EFTA Parliamentarians meet with Commission’s Executive Vice President and Trade Commissioner Dombrovskis to discuss EU and EFTA trade policies

Published 09-02-2021
Left to right from the top: André Sapir (Bruegel), Clara Martinez Alberola (European Commission), Reinhard Bütikofer (DE, Greens/EFA), Valdis Dombrovskis (European Commission’s Executive Vice-President and Trade Commissioner), Eric Nussbaumer (Chair of the EFTA PC), Svein Roald Hansen (MP Norway), Samira Rafaela (Member of the INTA Committee), Elfried Hasler (MP Liechtenstein), and Smári McCarthy (MP Iceland).

On 4 and 5 February 2021 the EFTA Parliamentary Committee convened via videoconference under the chairmanship of Eric Nussbaumer, Member of the Swiss Parliament. The parliamentarians gathered over two days to discuss the EU and EFTA trade policies amid the COVID-19 pandemic. In particular, they discussed recent developments such as the conclusion of the EU–UK Trade and Cooperation Agreement (TCA) and the EU–China Comprehensive Agreement on Investments (CAI).

The parliamentarians from Iceland, Liechtenstein, Norway, and Switzerland exchanged views with the Executive Vice President of the European Commission and Commissioner for Trade, Valdis Dombrovskis. A few months after taking over the trade portfolio, Executive Vice President Dombrovskis outlined the trade policy priorities of the European Commission in turbulent times.

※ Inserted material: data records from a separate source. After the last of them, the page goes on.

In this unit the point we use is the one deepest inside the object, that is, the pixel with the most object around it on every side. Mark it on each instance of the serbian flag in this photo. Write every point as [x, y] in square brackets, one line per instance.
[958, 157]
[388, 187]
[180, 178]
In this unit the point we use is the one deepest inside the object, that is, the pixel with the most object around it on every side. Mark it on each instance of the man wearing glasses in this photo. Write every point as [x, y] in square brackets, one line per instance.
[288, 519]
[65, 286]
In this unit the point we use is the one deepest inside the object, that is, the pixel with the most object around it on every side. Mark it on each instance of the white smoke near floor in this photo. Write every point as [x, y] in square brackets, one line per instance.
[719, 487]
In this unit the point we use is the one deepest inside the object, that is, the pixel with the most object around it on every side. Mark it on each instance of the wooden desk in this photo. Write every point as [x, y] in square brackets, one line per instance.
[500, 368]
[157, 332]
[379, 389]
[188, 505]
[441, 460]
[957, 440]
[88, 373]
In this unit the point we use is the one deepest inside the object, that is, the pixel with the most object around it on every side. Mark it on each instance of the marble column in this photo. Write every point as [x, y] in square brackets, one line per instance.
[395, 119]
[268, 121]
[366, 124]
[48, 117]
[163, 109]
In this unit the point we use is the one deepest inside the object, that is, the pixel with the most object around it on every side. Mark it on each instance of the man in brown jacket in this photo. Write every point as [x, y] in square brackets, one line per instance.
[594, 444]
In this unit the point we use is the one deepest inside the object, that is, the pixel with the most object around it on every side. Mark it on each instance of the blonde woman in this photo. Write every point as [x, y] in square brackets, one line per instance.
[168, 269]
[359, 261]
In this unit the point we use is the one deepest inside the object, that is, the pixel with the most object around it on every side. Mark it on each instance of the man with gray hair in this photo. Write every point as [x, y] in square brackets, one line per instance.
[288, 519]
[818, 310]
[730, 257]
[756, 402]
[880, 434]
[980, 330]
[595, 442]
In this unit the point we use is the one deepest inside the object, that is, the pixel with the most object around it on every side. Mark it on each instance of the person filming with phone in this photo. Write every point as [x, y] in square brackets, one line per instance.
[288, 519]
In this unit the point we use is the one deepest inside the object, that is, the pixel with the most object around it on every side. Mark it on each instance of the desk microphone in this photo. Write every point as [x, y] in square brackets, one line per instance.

With the Communication of the Commission outlining the EU’s new direction for trade and investment expected to be published later this month, Mr Dombrovskis opined that the meeting was taking place at the right moment. He presented the general approach of the new strategy centred around the concept of “open strategic autonomy”. The EU trade policy will remain open, fair and sustainable but at the same time it will need to operate on strong and appropriates rules leading to the reform of the World Trade Organization”, he said. The Trade Commissioner also explained the concept of trade being “strategic” which means using trade as a tool towards broader ambitions such as coping with the Green and Digital transitions. Furthermore, referring to the concept of “autonomy”, Mr Dombrovskis stressed that “the EU needs to be more assertive in the trade context by strengthening its trade defence and enforcement tools”. “We very much value our trade and political relationships with EFTA countries and we look forward to strengthening our ties to tackle global challenges”, he concluded.

The Committee also met with Samira Rafaela from the centrist Renew Europe group and Member of the Committee on International Trade who shared her views about current trade challenges.

“The COVID-19 pandemic has been a proper reality check for EU trade policy. To better prepare ourselves for the future of trade, the EU has to re-think the way it approaches trade in general” she stressed. In this regard, “the European Parliament is going to prepare an own-initiative report which will explore what the new realities mean for EU trade policy”, she added.

Following the recent conclusion of the Trade and Cooperation Agreement (TCA) between the EU and the UK, EFTA Parliamentarians exchanged views with Clara Martinez Alberola, Deputy Head of the European Commission’s Task Force for the relations with the UK.

“The TCA does not replace EU membership and it does not replace the access to the EU Internal Market. However, it is unprecedented and very ambitious on many aspects since it covers areas that were never covered with any other third country before”, she stressed.

The EFTA PC also held an exchange of views with Reinhard Bütikofer from the Greens/European Free Alliance (EFA) Political Group and Member of the Foreign Affairs Committee in the European Parliament. In his capacity as Chair of the European Parliament’s Delegation for the relations with China, he shared his – rather critical – views about the recently concluded Comprehensive Agreement on investments between the EU and China.

“Enforcement of the level playing field commitments is weak and will not satisfy us”, he said. Commenting on the trade and sustainability provisions of the deal, he described provisions on labour protection as “unacceptable”.

The Norwegian Ambassador to the WTO and EFTA and Chair of the EFTA Council for the first half of 2021, Dagfinn Sørli, briefed EFTA Parliamentarians about the priorities of the EFTA States for the months to come. Ambassadors from Iceland, Liechtenstein and Switzerland also contributed to the discussion.

The EFTA Parliamentary Committee is a forum for parliamentarians from the four Member States: Iceland, Liechtenstein, Norway, and Switzerland. The role of the Committee is to advise EFTA States on all issues relevant to EFTA such as its relations with trade partners worldwide.